Первый мужской поступок

   В тот же день Сане не удалось поговорить с моим папой — папу вызвали на студию телевидения.
   Назавтра в школе меня остановила Наташа и стала взахлеб говорить о бабушке, которую, оказывается, звали Глафира Алексеевна.
   — Ты знаешь, Глафира Алексеевна так здорово разбирается в футболе. Мы пару часов тренировались, а потом пили у нее дома чай.
   Я понял, что Наташа изменила свое мнение о странной бабушке.
   — Глафира Алексеевна очень огорчилась, что ты не остался на тренировку. Ты не бойся, она тебе и вправду ничего не сделает.
   За себя я не боялся. Я боялся за Наташу. Но поскольку сегодня она была в школе, значит учительницы еще взвешивают все «за» и «против».
   Девчонки сторонились Наташи. Мальчишки поглядывали на нее с почтением, но близко не подходили. А Наташа вела себя так, словно ей все равно. Может, поэтому она так потянулась к удивительной Глафире Алексеевне?
   После школы мы всем классом отправились на экскурсию на парниковый комбинат. Поэтому у нас дома мы с Саней появились с опозданием.
   — Папа, Саня хочет с тобой посоветоваться, — сказал я.
   — Ага, я хотел у вас узнать, — начал Саня, но папа его решительно остановил:
   — О делах на голодный желудок не говорят. Руки мыть и за стол.
   Саня уплел полную тарелку борща и крякнул от удовольствия. Потом он одолел отбивную и лишь тогда отвалился от стола.
   — Съедобно? — ненароком поинтересовался папа.
   — Это вы сами готовили? — восхитися Саня. — Потрясающе!
   — Овладеваю смежной профессией, — розовея от похвалы, небрежно отшутился папа и тут же сменил пластинку. — Так о чем вы собрались потолковать?
   — Саня считает, что возвращается матриархат, — хмыкнул я. — Помнишь, было такое первобытное общество во времена царя Гороха?
   — Помню, — подхватил папа. — Но если точно придерживаться фактов, матриархат был еще в допотопные времена.
   — А сейчас снова наступает матриархат, — мрачно произнес Саня, не принимая нашего с папой шутливого тона.
   — Ну и какими же фактами вы, молодой человек, располагаете? — папа старался выглядеть серьезным, но ирония то и дело пробивалась в его голосе.
   — Вы сами, что ли не знаете? — Саня стал загибать пальцы. — Дома всем заправляет мама, в классе верховодят девчонки…
   — А я? — возмутился я. — Я — староста.
   — В школе сплошные учительницы, — Саня не обратил внимания на мое замечание.
   — И учитель один есть, — вставил я из чувства справедливости. — По физкультуре.
   — Один не считается, — отрезал Саня. Он мыслил глобально. — А вчера — последняя капля. Бабуся, пенсионерка, стала тренировать мальчишек, стала футбольным тренером. Ну чем не матриархат?
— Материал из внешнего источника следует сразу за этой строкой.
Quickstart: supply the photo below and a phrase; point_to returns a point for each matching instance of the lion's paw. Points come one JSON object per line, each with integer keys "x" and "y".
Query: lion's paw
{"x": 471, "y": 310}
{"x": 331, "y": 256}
   Папа встал, откашлялся. Задумчиво прошелся по кухне. У папы это называлось разогреть мозги. Походив, он обычно садился за свои статьи.
   — Ну что ж, Саня, — папа остановился. — Я должен признать, что твоя мысль не лишена интереса. Я бы даже сказал, парадоксальная мысль. На ум приходит театр абсурда. Но в твоих рассуждениях я нахожу гиперболу, то есть преувеличение. Женщины у нас равны в правах с мужчинами, поэтому бывший слабый пол так бурно проявляет всюду себя. Но, как и прежде, мужчина впереди, мужчина там, где трудно, где опасно…
   С гордостью за мужчин папа выпятил живот, обтянутый передником. Восхищенный папиными словами, я посмотрел на Саню. Мой друг уставился на папин передник. Я тоже перевел взгляд на папу — передник как передник, желтые цветочки по голубому полю.
   Как истинный актер, папа почуял неладное и сорвал передник.
   — У нас дома самый настоящий матриархат, — тянул свое Саня. — мама командует папой как хочет. Папа обещал взять меня на сборы, на юг, а мама не разрешила, и он пошел попятную. Он попросту ее боится. Даже судьи на поле так не боялся.
   — Ну ты зря так про своего отца, — примирительно заговорил мой папа. — Он был отважным футболистом. Как басстрашно делал подкаты! Какие головоломные акробатические прыжки совершал!
   — Он лишь пробует ерепениться, а мама ему: «Я тебя по кусочкам собрала, могу и разобрать». У папы была очень серьезная травма, — объяснил Саня, — а мама его вылечила, учила ходить, бегать. А потом они поженились.